Our language is rife with all kinds of dualities. Light/dark, up/down, good/bad. Ad infinitum. And they are necessary. We often need those simple binary choices so we can move on quickly. If we had to really think about everything, we'd be in quite a pickle. Clearly there are people who don't get agile. We each can identify types of people who are, on average, pretty unlikely to get agile very quickly. Our brain takes a couple of impressions and naturally starts making categories.
And there are indeed instances where a person has hurt the team. We have to identify those persons sooner or later, and do something about it.
The Resolution of Romance (Wynton Marsalis)

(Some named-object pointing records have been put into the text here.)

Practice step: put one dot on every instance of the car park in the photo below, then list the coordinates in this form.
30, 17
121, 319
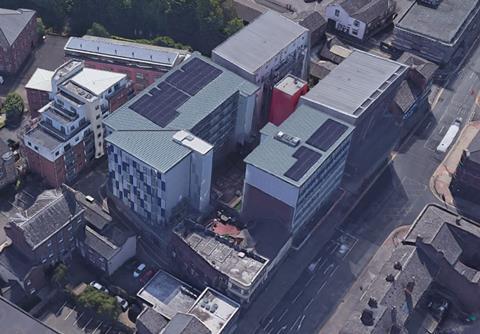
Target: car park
99, 287
139, 270
122, 303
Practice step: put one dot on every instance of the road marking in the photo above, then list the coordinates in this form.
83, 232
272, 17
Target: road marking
78, 319
297, 296
101, 323
333, 271
86, 325
69, 313
283, 314
301, 322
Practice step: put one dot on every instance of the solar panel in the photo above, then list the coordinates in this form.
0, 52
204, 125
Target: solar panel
306, 158
160, 105
327, 134
193, 76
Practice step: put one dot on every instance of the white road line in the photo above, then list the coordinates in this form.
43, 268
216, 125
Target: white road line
283, 314
321, 288
88, 323
96, 329
69, 313
333, 271
297, 296
78, 319
301, 322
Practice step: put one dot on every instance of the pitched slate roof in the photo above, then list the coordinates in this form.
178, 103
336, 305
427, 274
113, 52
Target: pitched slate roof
366, 10
50, 219
12, 23
185, 324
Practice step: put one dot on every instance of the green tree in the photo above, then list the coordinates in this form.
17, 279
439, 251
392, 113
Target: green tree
13, 108
99, 302
98, 30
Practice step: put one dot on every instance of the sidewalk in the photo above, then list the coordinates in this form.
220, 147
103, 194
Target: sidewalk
349, 303
441, 178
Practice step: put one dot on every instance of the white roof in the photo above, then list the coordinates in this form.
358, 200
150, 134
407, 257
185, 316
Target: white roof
41, 80
97, 81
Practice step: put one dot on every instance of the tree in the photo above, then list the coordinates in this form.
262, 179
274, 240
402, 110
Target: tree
98, 30
59, 277
99, 302
13, 108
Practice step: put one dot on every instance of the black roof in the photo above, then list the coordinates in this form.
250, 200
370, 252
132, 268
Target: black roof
183, 323
152, 321
367, 10
15, 320
50, 219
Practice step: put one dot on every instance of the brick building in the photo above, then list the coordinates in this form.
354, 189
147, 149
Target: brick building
41, 235
18, 36
142, 63
68, 135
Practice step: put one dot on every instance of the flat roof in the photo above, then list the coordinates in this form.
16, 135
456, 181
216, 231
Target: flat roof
214, 310
124, 50
41, 80
148, 134
254, 45
276, 157
15, 320
97, 81
168, 295
290, 84
442, 23
355, 83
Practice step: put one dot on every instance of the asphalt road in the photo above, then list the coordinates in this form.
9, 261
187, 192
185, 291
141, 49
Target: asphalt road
396, 198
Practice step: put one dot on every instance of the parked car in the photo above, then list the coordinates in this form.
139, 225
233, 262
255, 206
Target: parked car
146, 276
99, 287
123, 303
139, 270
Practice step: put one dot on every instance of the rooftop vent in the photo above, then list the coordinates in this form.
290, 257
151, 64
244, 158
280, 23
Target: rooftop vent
287, 139
367, 317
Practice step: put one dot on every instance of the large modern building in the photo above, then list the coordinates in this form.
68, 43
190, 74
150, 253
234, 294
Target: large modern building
430, 277
296, 168
142, 63
439, 34
68, 135
360, 18
8, 170
360, 91
18, 37
466, 180
163, 143
276, 47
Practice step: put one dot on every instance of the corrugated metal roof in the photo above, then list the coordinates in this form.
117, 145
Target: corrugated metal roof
353, 82
155, 148
275, 157
12, 23
442, 23
251, 47
153, 144
149, 54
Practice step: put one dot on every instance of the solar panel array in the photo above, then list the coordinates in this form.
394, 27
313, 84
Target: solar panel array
327, 134
161, 103
306, 158
194, 75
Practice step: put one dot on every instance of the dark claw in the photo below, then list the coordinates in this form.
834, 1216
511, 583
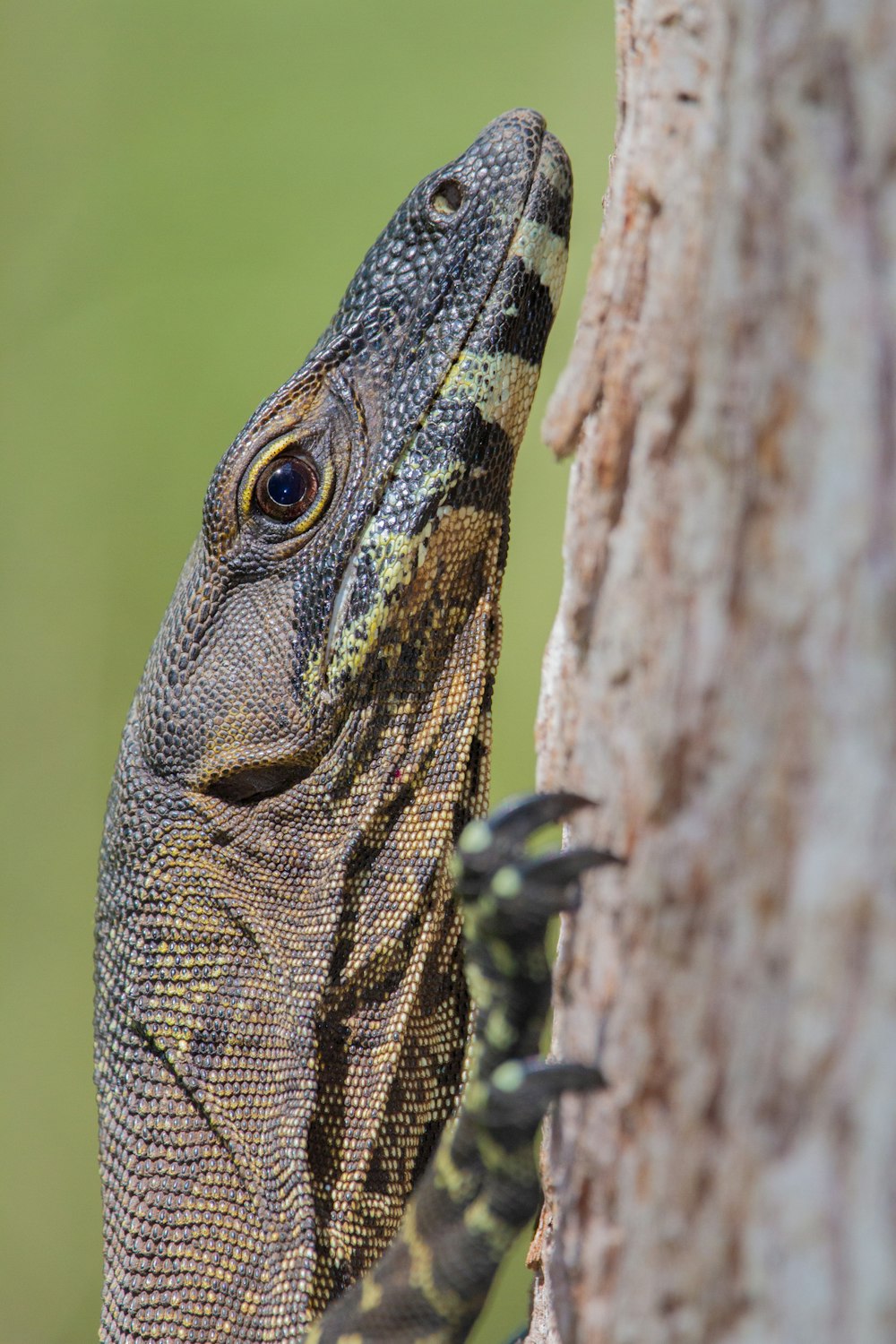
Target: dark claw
562, 867
522, 1089
520, 817
487, 846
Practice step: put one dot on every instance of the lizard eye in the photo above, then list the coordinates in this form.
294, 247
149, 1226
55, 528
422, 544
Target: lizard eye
288, 487
446, 198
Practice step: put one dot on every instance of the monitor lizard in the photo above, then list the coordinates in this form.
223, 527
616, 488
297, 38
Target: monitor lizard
282, 1012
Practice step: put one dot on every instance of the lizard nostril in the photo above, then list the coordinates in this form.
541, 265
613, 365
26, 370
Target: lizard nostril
447, 198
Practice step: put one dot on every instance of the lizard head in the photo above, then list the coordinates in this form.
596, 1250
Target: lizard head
362, 515
281, 1000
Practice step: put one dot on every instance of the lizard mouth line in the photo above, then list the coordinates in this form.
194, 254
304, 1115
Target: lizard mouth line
347, 583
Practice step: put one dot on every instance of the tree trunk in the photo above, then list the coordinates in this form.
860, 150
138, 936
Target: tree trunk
721, 680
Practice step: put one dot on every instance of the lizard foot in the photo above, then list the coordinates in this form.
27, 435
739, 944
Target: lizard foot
482, 1187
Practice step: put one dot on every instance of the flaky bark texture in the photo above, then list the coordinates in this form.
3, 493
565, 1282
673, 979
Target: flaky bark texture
721, 680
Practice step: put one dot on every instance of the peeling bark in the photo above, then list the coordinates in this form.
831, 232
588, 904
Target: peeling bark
721, 680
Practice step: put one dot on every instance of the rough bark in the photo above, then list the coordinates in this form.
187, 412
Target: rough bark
721, 679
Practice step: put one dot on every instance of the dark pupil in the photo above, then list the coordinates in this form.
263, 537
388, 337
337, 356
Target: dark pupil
287, 488
288, 484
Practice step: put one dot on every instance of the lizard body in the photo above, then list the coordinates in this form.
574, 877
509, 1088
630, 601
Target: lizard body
282, 1013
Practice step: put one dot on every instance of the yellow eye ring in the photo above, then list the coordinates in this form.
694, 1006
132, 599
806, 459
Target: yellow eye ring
265, 470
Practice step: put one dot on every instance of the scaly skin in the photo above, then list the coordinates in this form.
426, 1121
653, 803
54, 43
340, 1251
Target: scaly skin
282, 1012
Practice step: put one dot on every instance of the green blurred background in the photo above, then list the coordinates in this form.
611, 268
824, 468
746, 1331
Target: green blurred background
188, 188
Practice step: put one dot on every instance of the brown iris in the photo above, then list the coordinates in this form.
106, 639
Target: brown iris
288, 487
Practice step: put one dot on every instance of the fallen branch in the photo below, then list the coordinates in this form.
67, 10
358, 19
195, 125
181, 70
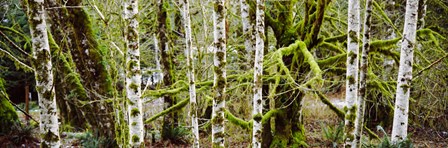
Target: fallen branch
173, 108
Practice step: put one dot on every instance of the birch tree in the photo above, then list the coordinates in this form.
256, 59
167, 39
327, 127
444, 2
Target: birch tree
190, 73
400, 123
49, 127
133, 74
363, 74
257, 101
351, 84
248, 29
220, 80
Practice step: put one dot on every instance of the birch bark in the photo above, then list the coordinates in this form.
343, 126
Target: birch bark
400, 123
257, 101
352, 70
49, 127
190, 73
133, 75
220, 80
363, 74
248, 30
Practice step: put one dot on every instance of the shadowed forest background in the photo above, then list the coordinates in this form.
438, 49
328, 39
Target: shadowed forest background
118, 67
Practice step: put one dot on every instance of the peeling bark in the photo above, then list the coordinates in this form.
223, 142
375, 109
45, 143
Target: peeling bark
363, 75
400, 123
257, 101
49, 125
219, 67
133, 75
352, 71
190, 67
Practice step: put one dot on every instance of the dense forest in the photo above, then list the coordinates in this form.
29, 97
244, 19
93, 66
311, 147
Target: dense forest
224, 73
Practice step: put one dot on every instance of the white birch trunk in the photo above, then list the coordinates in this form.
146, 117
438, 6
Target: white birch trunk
400, 123
133, 75
352, 70
363, 75
219, 85
190, 73
257, 101
49, 125
248, 29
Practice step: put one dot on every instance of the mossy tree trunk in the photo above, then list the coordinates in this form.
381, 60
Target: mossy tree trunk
8, 115
219, 68
400, 123
363, 74
191, 77
257, 112
85, 64
170, 120
248, 32
133, 74
295, 40
49, 125
63, 63
351, 93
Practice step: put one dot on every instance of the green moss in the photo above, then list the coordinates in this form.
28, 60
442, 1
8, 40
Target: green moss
237, 121
351, 79
133, 86
135, 112
8, 115
171, 109
135, 138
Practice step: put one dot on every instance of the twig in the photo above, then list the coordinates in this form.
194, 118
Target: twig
430, 65
15, 105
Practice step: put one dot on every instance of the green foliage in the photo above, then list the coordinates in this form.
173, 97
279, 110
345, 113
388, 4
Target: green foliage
335, 135
89, 140
177, 135
386, 142
19, 135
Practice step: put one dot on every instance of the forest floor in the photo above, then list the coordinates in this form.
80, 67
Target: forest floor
318, 118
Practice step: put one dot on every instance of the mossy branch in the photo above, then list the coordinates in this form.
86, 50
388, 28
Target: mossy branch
338, 38
237, 121
327, 102
384, 43
173, 108
310, 59
268, 115
248, 124
331, 47
332, 60
429, 66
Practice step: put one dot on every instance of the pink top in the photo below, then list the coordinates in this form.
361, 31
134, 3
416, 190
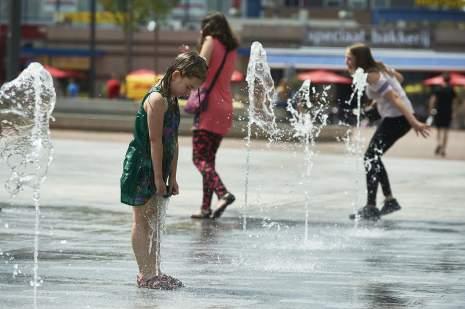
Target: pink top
218, 116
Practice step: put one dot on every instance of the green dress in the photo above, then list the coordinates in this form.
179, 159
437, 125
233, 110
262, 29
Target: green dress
137, 180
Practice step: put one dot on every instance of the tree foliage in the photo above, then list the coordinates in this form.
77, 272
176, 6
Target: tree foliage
141, 10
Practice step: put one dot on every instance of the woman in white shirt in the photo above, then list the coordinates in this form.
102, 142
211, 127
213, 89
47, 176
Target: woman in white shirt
398, 117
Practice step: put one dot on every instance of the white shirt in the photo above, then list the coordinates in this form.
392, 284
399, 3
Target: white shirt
377, 91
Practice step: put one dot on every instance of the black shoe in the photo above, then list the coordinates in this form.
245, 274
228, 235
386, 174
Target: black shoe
366, 213
202, 215
389, 207
226, 200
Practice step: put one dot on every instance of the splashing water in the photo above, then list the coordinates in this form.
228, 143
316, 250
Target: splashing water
355, 145
26, 105
260, 112
308, 117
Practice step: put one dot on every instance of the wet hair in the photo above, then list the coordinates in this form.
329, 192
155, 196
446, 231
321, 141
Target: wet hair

If I had a simple resolution to this continuing dilemma, for this tension, I'd be a wiser man than I am. I don't even have a complex resolution. We must have Us vs. Them. We can never have Us vs. Them. Ummm?
Seems to me just recognizing that we have this dilemma is a start. So, let's have chickens and pigs. Let's have a sheepdog to keep the wolves away. But remember, these are Aesop stories for children. We humans are often a tad more complex. And, as Ken Schwaber said, the important thing is that we do more thinking for ourselves, about what our current project situation really is. At least from time to time.
Let's also remember that from our enemies, even in this discussion, we can always learn something. One of my favorite blessings is "May you be blessed with good enemies."